En attendant, Facebook a choisi de se rapprocher de l’administration actuelle et fera probablement de même si un autre arrive au pouvoir l’année prochaine. M. Zuckerberg joue ce que l’on appelle toujours la partie longue, en grande partie parce qu’il a vu dans sa courte histoire d’entreprise qu’il peut s’en tirer à peu près n’importe comment.

Dans ma première chronique dans cet espace, il y a deux ans, intitulée “L’éducation coûteuse de Mark Zuckerberg et de la Silicon Valley”, j’ai essayé de décrire ce qui s’était passé avec les entreprises de médias sociaux : “Ils ont militarisé les médias sociaux. Ils ont militarisé le Premier amendement. Elles ont transformé le discours civique en arme. Et elles ont surtout armé la politique”.

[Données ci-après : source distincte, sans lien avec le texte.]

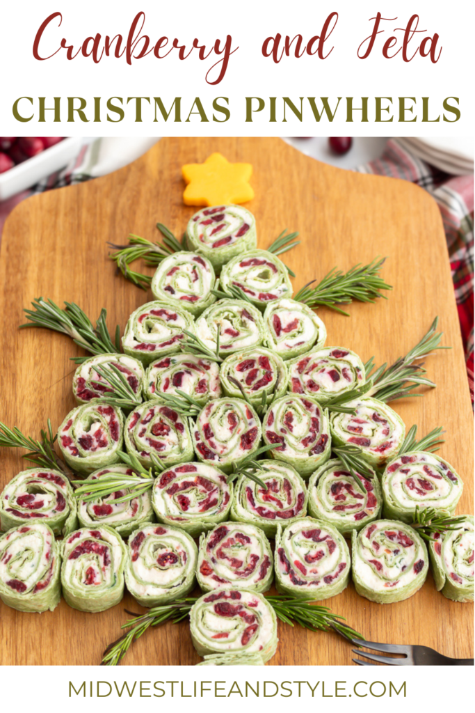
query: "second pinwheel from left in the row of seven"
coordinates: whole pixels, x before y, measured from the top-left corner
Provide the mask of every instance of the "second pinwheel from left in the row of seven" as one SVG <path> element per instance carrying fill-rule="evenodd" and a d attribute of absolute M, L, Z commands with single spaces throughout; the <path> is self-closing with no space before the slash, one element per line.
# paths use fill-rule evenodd
<path fill-rule="evenodd" d="M 103 612 L 122 600 L 127 550 L 107 525 L 81 528 L 61 543 L 61 585 L 70 607 Z"/>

Et nous voilà maintenant sans recours. Car, même si les employés, les médias et les politiciens ne sont pas satisfaits de la manière dont M. Zuckerberg traite M. Trump, cela n’a guère d’importance puisque Facebook reste un poids lourd de l’action, car il écrase d’autres entreprises et s’empare de parts de marché. Il peut le faire parce que l’action est à son plus haut niveau et parce que c’est le seul jeu en ville.

Cela finira par poser problème, surtout si l’on considère que la rage qui sévit depuis longtemps sur Internet descend dans les rues de toutes les villes du pays. L’attention du public est maintenant, comme il se doit, centrée sur la question de la brutalité policière et du racisme, mais cette colère finira par se déplacer vers les entités, y compris les entreprises technologiques, qui ont fait beaucoup trop pour nous séparer.

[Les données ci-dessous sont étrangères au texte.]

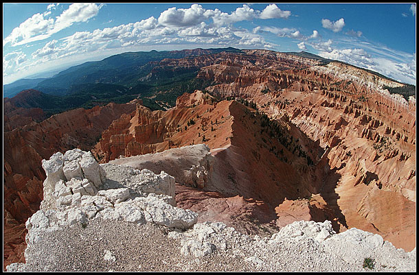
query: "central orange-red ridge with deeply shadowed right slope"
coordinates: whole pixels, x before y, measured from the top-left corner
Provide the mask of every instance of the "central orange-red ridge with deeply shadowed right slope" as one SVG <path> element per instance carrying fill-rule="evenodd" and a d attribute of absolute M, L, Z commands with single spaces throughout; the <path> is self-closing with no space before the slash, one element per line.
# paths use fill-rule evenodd
<path fill-rule="evenodd" d="M 126 140 L 122 150 L 119 137 L 126 134 L 131 141 Z M 106 163 L 117 157 L 115 147 L 121 156 L 133 156 L 133 152 L 148 154 L 196 143 L 208 145 L 215 158 L 212 180 L 199 190 L 178 187 L 178 206 L 192 207 L 205 219 L 234 224 L 243 232 L 262 233 L 256 224 L 273 232 L 275 206 L 285 198 L 318 193 L 327 171 L 317 152 L 319 144 L 306 139 L 288 117 L 269 122 L 237 101 L 217 102 L 200 91 L 182 95 L 177 106 L 165 112 L 137 105 L 130 117 L 114 121 L 104 131 L 95 154 Z M 321 219 L 317 212 L 323 213 L 325 207 L 312 206 L 313 216 Z"/>

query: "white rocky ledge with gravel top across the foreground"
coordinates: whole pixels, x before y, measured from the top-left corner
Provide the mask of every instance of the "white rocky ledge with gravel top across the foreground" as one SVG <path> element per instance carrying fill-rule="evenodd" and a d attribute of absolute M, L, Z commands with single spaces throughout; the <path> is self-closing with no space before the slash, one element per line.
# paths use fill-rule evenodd
<path fill-rule="evenodd" d="M 26 222 L 26 263 L 8 271 L 416 271 L 416 249 L 299 221 L 270 237 L 175 207 L 172 176 L 99 165 L 70 150 L 43 160 L 41 209 Z"/>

Et bien que la faute en incombe à de nombreuses personnes, les médias sociaux et en particulier Facebook seront en tête de liste pour leur incapacité flagrante à traiter avec des utilisateurs abusifs comme M. Trump, lui donnant un accès sans entrave et ne l’obligeant à aucune règle. Ils lui ont donné des quantités illimitées de sucre et se demandent maintenant pourquoi il est diabétique et qu’il crie.

Il est évident que M. Zuckerberg est libre de faire ce qu’il veut sur Facebook. Nous sommes ici parce que c’est ainsi qu’il l’a fait il y a tant d’années à Harvard.

Donc, un avertissement juste : Si vous voulez essayer de parler de ces problèmes au service clientèle, comme l’a fait M. Trump, vous serez probablement mis en attente pour l’éternité.